Vivían en tres alargados barracones; uno, con cubículos, para mujeres; otro, sin cubículos, para hombres; y un tercero, que contenía la llamada biblioteca, para los instructores. «Y si te invitan a ir a la biblioteca -le dijo una chica sueca que se llamaba Fátima-, no esperes gran cosa por lo que a lecturas se refiere.» Para despertarlos, unos altavoces que ellos no podían cerrar vomitaban música marcial. Luego hacían ejercicios físicos en un llano arenoso manchado de tiras de pegajoso rocío que parecían la pista dejada por gigantescos caracoles. Pero Fátima le dijo que los otros campamentos eran peores incluso. Fátima, si se daba crédito a la versión que de sí misma daba, era una fanática de los campos de adiestramiento. Había sido adiestrada en Yemen, y en Libia, y en Kiev. Estaba recorriendo todos los campos, como un tenista profesional, en espera de que alguien decidiera qué hacer con ella. Tenía un hijo de tres años que se llamaba Knut y que andaba por allí desnudo y con aspecto de sentirse solo, pero que se puso a llorar cuando Charlie le habló.
Los guardianes eran un tipo nuevo de árabe que hasta entonces Charlie no había conocido y que no tenía ningún deseo de volver a encontrar jamás: unos contoneantes vaqueros casi silenciosos que jugaban a humillar a los occidentales. Adoptaban afectadas actitudes en el perímetro del campamento y montaban de seis en seis en jeeps que conducían a velocidades de vértigo. Fátima le dijo que eran una milicia especial de muchachos que habían crecido en la frontera siria. Algunos eran tan jóvenes que Charlie se preguntaba si llegaban con los pies a los pedales. Por la noche, hasta el día que Charlie y una chica japonesa armaron un escándalo, estos mismos chiquillos llegaban en patrullas de dos o tres y trataban de convencer a las chicas para que fueran con ellos a dar un paseo por el desierto. Fátima solía irse con ellos, y también acostumbraba hacerlo una joven alemana oriental, y a su regreso parecían francamente impresionadas. Pero el resto de las chicas, si se interesaban por esas cosas, preferían jugar una baza más segura con los instructores occidentales, lo cual hacía que los chicos árabes se enfurecieran todavía más.

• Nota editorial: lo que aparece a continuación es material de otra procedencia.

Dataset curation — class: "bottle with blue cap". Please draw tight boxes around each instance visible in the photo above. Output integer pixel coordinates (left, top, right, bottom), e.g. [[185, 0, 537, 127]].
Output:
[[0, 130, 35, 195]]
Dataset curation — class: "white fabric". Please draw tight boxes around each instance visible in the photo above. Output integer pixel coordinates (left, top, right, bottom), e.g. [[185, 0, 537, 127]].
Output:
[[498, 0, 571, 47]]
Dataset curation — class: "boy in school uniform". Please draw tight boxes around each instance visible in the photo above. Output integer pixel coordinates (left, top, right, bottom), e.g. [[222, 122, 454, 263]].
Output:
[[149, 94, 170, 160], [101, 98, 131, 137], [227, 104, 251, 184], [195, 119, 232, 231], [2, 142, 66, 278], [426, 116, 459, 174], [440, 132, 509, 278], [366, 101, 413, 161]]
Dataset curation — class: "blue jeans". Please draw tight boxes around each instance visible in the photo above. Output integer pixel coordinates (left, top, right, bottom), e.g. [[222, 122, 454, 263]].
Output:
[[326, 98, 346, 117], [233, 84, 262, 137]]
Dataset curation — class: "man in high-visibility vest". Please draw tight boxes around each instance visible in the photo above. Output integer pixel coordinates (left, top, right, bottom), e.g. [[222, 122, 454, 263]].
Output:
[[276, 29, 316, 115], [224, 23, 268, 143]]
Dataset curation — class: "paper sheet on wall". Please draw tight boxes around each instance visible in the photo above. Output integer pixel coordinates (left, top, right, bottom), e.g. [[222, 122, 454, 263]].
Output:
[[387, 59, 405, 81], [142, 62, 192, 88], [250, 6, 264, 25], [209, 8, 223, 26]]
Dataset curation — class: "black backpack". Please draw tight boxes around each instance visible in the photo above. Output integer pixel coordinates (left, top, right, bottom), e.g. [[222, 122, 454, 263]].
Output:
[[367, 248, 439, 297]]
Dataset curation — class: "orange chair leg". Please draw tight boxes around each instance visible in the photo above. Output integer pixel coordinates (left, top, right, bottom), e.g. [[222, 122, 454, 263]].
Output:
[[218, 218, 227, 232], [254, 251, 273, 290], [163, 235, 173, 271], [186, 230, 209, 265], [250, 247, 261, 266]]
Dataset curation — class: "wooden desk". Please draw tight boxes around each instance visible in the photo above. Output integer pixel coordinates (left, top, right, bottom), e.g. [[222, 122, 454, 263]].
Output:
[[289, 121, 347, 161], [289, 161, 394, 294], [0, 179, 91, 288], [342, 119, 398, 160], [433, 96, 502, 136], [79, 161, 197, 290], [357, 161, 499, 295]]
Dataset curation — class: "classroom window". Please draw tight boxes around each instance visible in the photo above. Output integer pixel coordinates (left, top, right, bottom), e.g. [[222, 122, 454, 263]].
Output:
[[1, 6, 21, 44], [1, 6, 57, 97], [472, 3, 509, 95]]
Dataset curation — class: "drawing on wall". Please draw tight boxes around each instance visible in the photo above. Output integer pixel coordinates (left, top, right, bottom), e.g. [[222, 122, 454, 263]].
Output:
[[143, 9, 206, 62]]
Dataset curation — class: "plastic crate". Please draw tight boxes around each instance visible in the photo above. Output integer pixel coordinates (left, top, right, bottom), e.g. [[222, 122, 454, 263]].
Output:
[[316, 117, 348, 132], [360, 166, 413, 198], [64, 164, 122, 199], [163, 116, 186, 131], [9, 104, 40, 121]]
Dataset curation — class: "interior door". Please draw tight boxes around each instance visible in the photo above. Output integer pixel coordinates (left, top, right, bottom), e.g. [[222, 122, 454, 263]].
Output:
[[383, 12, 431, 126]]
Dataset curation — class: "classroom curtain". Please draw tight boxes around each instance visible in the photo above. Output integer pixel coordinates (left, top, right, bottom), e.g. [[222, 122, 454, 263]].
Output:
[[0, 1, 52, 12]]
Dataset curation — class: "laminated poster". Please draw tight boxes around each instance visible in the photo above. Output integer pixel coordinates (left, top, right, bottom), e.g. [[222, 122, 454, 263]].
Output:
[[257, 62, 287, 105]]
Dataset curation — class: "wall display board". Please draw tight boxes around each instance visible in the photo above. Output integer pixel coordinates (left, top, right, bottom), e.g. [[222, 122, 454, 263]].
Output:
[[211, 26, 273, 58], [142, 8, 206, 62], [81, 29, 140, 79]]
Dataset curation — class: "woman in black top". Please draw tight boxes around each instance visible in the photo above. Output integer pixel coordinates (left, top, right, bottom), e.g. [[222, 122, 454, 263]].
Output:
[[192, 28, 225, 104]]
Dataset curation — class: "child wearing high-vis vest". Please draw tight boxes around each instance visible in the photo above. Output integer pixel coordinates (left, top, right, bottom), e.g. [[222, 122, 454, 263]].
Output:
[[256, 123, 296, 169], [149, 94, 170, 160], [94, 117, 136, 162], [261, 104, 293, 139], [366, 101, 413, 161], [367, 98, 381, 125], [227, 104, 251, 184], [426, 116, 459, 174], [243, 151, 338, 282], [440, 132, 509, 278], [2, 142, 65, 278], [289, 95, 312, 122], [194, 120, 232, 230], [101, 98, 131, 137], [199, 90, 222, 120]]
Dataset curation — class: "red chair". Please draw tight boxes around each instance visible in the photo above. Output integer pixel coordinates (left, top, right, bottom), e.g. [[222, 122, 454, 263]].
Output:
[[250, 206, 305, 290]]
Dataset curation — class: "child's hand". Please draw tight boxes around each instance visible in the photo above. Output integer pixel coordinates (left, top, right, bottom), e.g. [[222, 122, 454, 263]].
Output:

Todos los instructores eran hombres, y a modo de oración de la mañana se ponían en fila ante sus camaradas-alumnos como un ejército integrado por la peor chusma, y uno de ellos les leía una agresiva condena del archienemigo del momento: el sionismo, la traición egipcia, la explotación capitalista europea, otra vez el sionismo, y un enemigo nuevo para Charlie, que se llamaba expansionismo cristiano, pero esto fue porque aquel día era Navidad, fiesta cuya celebración consistió en que fue oficialmente ignorada. Los alemanes orientales iban muy rapados, eran taciturnos y fingían que las mujeres les aburrían; los cubanos eran unas veces llamativos, otras nostálgicos y otras arrogantes, y casi todos apestaban y tenían los dientes podridos, menos el amable Fidel, que era el favorito de todo el mundo. Los árabes eran los más volátiles y los que actuaban con mayor dureza, chillaban a los rezagados y en más de una ocasión habían rociado de balas los pies de aquellos que ellos creían que no estaban lo bastante atentos, de modo que uno de los irlandeses, presa de pánico, casi se arrancó un dedo de un mordisco, para gran regocijo de Abdul el norteamericano, que contemplaba la escena, como solía hacer, desde cierta distancia, sonriendo afectadamente y haciéndoles reverencias como el fotofija de un rodaje de cine, mientras iba tomando notas en un bloc para su gran novela revolucionaria.
Pero la estrella del campamento durante aquellos primeros días de Locura fue un fanático de las bombas, un checo llamado Bubi, que la primera mañana acribilló su propio casco de combate sobre la arena, primero con un Kalashnikov, luego con una enorme pistola de prácticas calibre 45, y por fin, para rematarlo, con una granada rusa que lo hizo volar por los aires hasta una altura de quince metros.
La lengua franca utilizada en las discusiones políticas era un inglés de grado elemental con el que de vez en cuando entremezclaban algunas palabras francesas, y Charlie juró en el más profundo secreto de su corazón que si llegaba a regresar viva a su casa, saldría todas las noches a cenar en restaurantes para compensar aquellas cretinas conversaciones nocturnas sobre el «amanecer de la revolución» durante el resto de su antinatural vida. Entretanto, no se reía de nada. No había vuelto a reír desde que los bastardos habían hecho volar en pedazos a su amante en la carretera de Munich; y su reciente visión de la agonía del pueblo de él no había hecho sino intensificar la rencorosa necesidad que sentía de conseguir un justo desquite.